Table 7. Multiple treatment effects estimated for AML dataset using nine methods.

However, using LR, LogR, SVM, RF (C), and RF (R), we observe that HDAC is the best treatment. This conclusion violates the biological interpretation. We explain the reasons that causes this incorrect conclusion as follows. The traditional methods for treatment estimation are mainly based on the population average of the treatment responses. The number of observed responses and no responses of the individuals treated with other drugs is 66 and 55, respectively. The average response rate of the other drugs is 0.545. The number of observed responses and no responses of the individuals treated with HDAC is 29 and 8, respectively. The average response rate for HDAC is 0.784. The number of observed response and no response of individuals treated with HDAC + IDA is 33 and 21, respectively. The average response rate for HDAC +IDA is 0.611. Therefore, estimators of ATE for the treatment of HDAC vs. other drugs using LR, LogR, SVM, RF (C), and RF (R) are higher than the estimators of ATE for the HDAC + IDA treatment. However, the individuals treated with HDAC+IDA usually do not respond to HDAC treatment. Therefore, the number of individuals with no response should be adjusted to 62. After adjustment, the response rate of HDAC is changed to 0.319. Therefore, after adjustment, the ATE of HDAC vs. other drugs is smaller than the ATE for HDAC +IDA. Then, the estimators of the pair-wise treatments using MGANITE are consistent with the treatment responses after the data are adjusted. This example shows that these traditional methods that are designed for single treatment effect estimation should be modified when they are applied to multiple treatment effect estimation.

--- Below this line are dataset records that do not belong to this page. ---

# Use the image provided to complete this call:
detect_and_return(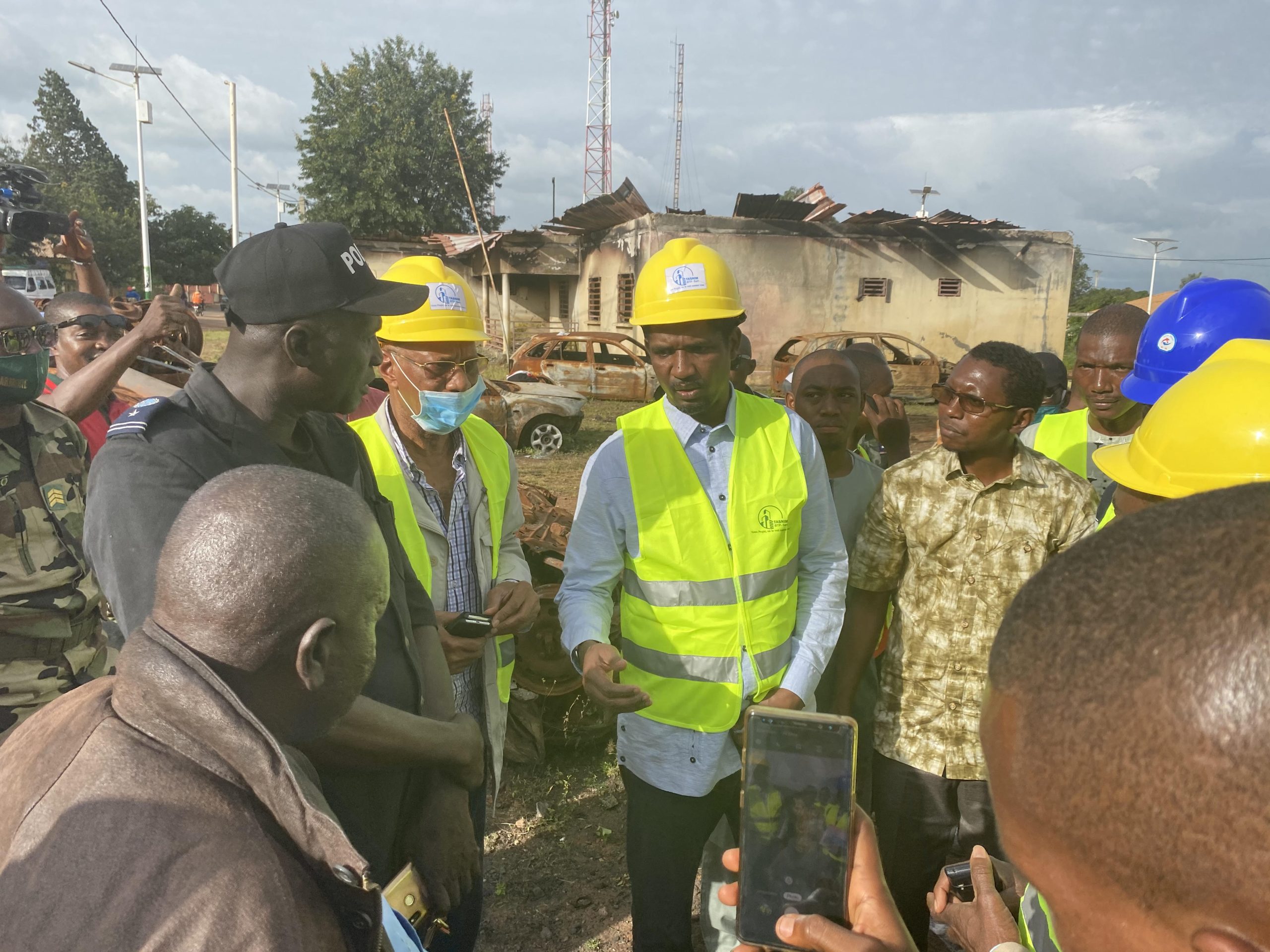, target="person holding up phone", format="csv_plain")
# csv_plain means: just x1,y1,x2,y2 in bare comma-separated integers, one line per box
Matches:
351,255,538,952
556,238,847,952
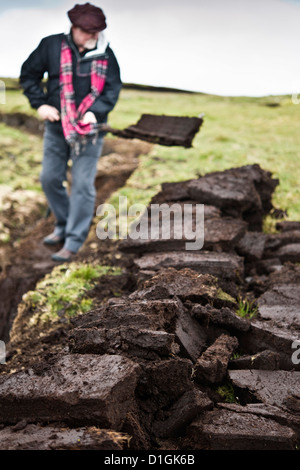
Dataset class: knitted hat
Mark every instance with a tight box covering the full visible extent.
[68,3,106,33]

Enrichment analysis to top ranking variables for explanation of treatment effect variation is performed by the hypergeometric test via the Reactome Pathway Database (RPD) (Jassal et al., 2020) to assess whether the number of identified biomarkers associated with the Reactome pathway is over-represented more than expected. The original P-value from the hypergeometric test is then adjusted by FDR for multiple test correction. We find that top ranking biomarkers for the explanation of treatment effect variation are enriched in multiple cancer related pathways (Figure 7A), including the intrinsic pathway for apoptosis (R-HSA-109606, P = 2.86 × 10⁻¹⁴), Signaling by Interleukins (R-HSA-449147, P = 2.86 × 10⁻¹⁴), Programmed Cell Death (R-HSA-5357801, P = 9.7 × 10⁻¹¹), PIP3 activates AKT signaling (R-HSA-1257604, P = 2.98 × 10⁻⁸), RUNX3 regulates WNT signaling (R-HSA-8951430, P = 1.03 × 10⁻⁵), and RNA Polymerase II Transcription (R-HSA-73857, P = 9.4 × 10⁻⁵). In addition, we find that the drug target of idarubicin (TOP2A) and Cytarabine (POLB) form a significant protein-protein interaction network (P < 1.0 × 10⁻¹⁶) (Szklarczyk et al., 2019), indicating that the predictive biomarkers work as the direct interactive proteins of cancer drug targets (Figure 7B).

FIGURE 7

Figure 7. Reactome pathway analysis and protein-protein interaction (PPI) network analysis to top ranking biomarkers for explanation of treatment effect variation. (A) Enrichment analysis to the top 44 ranking biomarkers for explanation of treatment effect variation with the Reactome pathway database by hypergeometric test to assess whether the number of identified biomarkers associated with the Reactome pathway was over-represented more than expected. The original P-value from the hypergeometric test was then adjusted by FDR for multiple test correction. The top 15 most significantly enriched pathways was shown. (B) PPI network analysis was performed by String 11.0 to show the protein-protein interaction among top ranking biomarkers. We found that these proteins were highly interacted which was consistent with pathway enrichment analysis (PPI enrichment P-value is 1.0e-16).

Discussion

In this paper, we present MGANITE coupled with sparse techniques as a framework to estimate the ITEs and select the optimal treatments. We demonstrate that the proposed MGANITE has several remarkable features.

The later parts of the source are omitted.